NORTH CAROLINA COURT OF APPEALS

Filed: 21 May 2002

STATE OF NORTH CAROLINA

    v .                             Cumberland County
                                Nos. 98 CRS 013337-41
WILLIAM NOLAN PATTERSON

    GREENE, Judge, dissenting in part.

    I dissent because I believe the trial court erred in considering for sentencing purposes information contained in records that had not been presented into evidence either at trial or at the sentencing hearing. As to the remainder of the majority opinion, however, I fully concur.
    Although the formal rules of evidence do not apply in a sentencing hearing, such a hearing “must be fair and just” and provide the defendant with an “effective way of contradicting [any] damaging and prejudicial information.” State v.

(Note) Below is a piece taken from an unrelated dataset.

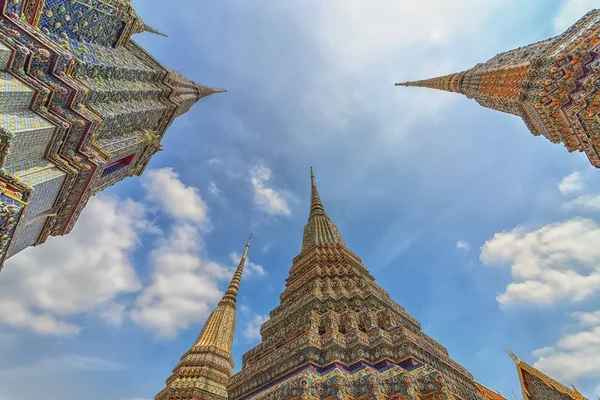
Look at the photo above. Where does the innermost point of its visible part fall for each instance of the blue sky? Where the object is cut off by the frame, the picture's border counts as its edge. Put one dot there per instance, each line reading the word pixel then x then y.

Locklear, 34 N.C. App. 37, 39-40, 237 S.E.2d 289, 291 (1977), rev'd on other grounds, 294 N.C. 210, 241 S.E.2d 65 (1978); N.C.G.S. § 15A-1334(b) (2001). As a general proposition, the sentencing judge is permitted to consider any “circumstances brought out at trial.” State v. Flowe, 107 N.C. App. 468, 472-73, 420 S.E.2d 475, 478, disc. review denied, 332 N.C. 669, 424 S.E.2d 412 (1992).
    In this case, the sentencing judge considered, in evaluatingthe credibility of defendant's request for a mitigating factor,   (See footnote 1)  certain Department of Social Services (DSS) records that had been presented to the trial court during the trial for in camera review but which had not been presented into evidence or otherwise been made available to defendant. The sentencing judge, after reviewing these records in camera, noted that defendant's trial testimony relating to his employment history was “clearly rebutted by the [DSS] records.” Defendant questioned the trial court's procedure in reviewing the records on the ground that his “credibility ha[d] been challenged by records” he had not seen. After advising defendant he could “take it up on appeal,” the sentencing judge sentenced defendant without granting him the benefit of the requested mitigating factor.
    As the information in the DSS records was not evidence in defendant's trial, it was not within the scope of Flowe. Furthermore, it was not “fair and just” to allow the sentencing judge to consider this information, which was damaging and prejudicial, as defendant had no effective method or opportunity to contradict it. See State v. Midyette, 87 N.C. App. 199, 204-05, 360 S.E.2d 507, 510 (1987), aff'd, 322 N.C. 108, 366 S.E.2d 440 (1988) (new sentencing hearing required where trial court conducted an in camera victim input session and pronounced judgment without ensuring that all information received by the trial court had been known to the defendant and without the defendant having had anopportunity to explain or refute the information).
    Therefore, I would vacate the sentence and remand for a new sentencing hearing.


Footnote: 1
    Defendant testified at trial he had a positive employment history and during the sentencing hearing requested a finding in mitigation pursuant to N.C. Gen. Stat. § 15A-1340.16(e)(19) (2001).